A pinned entry is one that cannot be removed by an eviction policy. This is useful when the entry is a stateful resource, like a lock, that can only be discarded after the client has finished using it. In those cases the behavior of evicting an entry and recomputing it would cause a resource leak.

An entry can be excluded from maximum size eviction by using weights and evaluating the entry to a weight of zero. The entry then does not count towards the overall capacity and is skipped by the maximum size eviction. A custom Weigher must be defined that can evaluate if the entry is pinned.

An entry can be excluded from expiration by using a duration of Long.MAX_VALUE, or roughly 300 years. A custom Expiry must be defined that can evaluate if the entry is pinned.

The weight and expiration are evaluated when the entry is written into the cache. This can be accomplished using cache.asMap().compute to pin and unpin the entry.

Recursive Computations

A load, computation, or callbacks performed inside of an atomic operation may not write into the cache.
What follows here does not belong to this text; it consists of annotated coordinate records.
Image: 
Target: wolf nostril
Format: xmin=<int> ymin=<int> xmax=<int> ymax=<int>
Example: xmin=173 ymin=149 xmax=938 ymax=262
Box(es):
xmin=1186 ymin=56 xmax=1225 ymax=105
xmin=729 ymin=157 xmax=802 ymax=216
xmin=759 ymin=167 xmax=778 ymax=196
These recursive writes are not allowed by ConcurrentHashMap and may result in a livelock (Java 8) or an IllegalStateException (Java 9).

A workaround is to instead store a lookup that will lazily perform the computation outside of the cache's atomic scope. In the example below, Guava's memoize decorator will execute the lambda function, store the results, and return it on subsequent calls. As the supplier is evaluated outside of the cache's atomic scope it does not recursively write into the underlying hash table. Thanks to Guava's use of double-checked locking, the value is computed once and subsequent reads are lock-free.
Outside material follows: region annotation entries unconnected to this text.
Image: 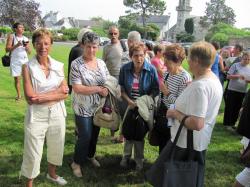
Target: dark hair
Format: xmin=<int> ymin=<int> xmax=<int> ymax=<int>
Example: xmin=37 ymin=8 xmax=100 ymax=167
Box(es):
xmin=189 ymin=41 xmax=216 ymax=68
xmin=82 ymin=32 xmax=100 ymax=45
xmin=211 ymin=41 xmax=220 ymax=51
xmin=145 ymin=42 xmax=154 ymax=51
xmin=12 ymin=22 xmax=23 ymax=29
xmin=164 ymin=44 xmax=186 ymax=63
xmin=153 ymin=44 xmax=164 ymax=55
xmin=234 ymin=44 xmax=243 ymax=52
xmin=32 ymin=28 xmax=53 ymax=45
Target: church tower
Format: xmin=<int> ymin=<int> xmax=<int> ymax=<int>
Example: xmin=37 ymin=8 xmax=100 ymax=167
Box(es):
xmin=175 ymin=0 xmax=192 ymax=34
LoadingCache<Integer, Supplier<Integer>> cache = Caffeine.newBuilder()
    .build(x -> Suppliers.memoize(() -> (x == 1) ? 1 : x * factorial(x - 1)));

int factorial(int x) {
  var memoizer = cache.get(x);
  return memoizer.get();
}

A similar approach may be implemented using AsyncCache where the entry maps to a CompletableFuture. This may still deadlock if an unordered dependency chain occurs or if the executor exhausts its thread pool. To minimize this scenario, a Executors.newCachedThreadPool() should be set on Caffeine.executor. The penalty is that each step in the dependency chain requires an additional thread.

Write Contention

A case where Caffeine may suffer from contention is when the number of entries currently being computed is similar to or greater than the maximum number of entries that the cache has ever contained. This corresponds to the currently computing entries being close to the total capacity of the underlying ConcurrentHashMap, which blocks resizing the map until the loading functions complete.

This is expected to happen while the cache is warming up (although likely not at all). It may be more prevalent in small caches, where the number of ongoing computations is similar to the cache's capacity. If you are observing contention due to an issue like this (manifesting as threads making different requests blocking on the same lock in ConcurrentHashMap), consider increasing the initial capacity to your expected maximum concurrency to compensate, or use an async cache.

A good rule of thumb is described in ConcurrentHashMap's internal documentation,

Lock contention probability for two threads accessing distinct elements is roughly 1 / (8 * # of elements) under random hashes.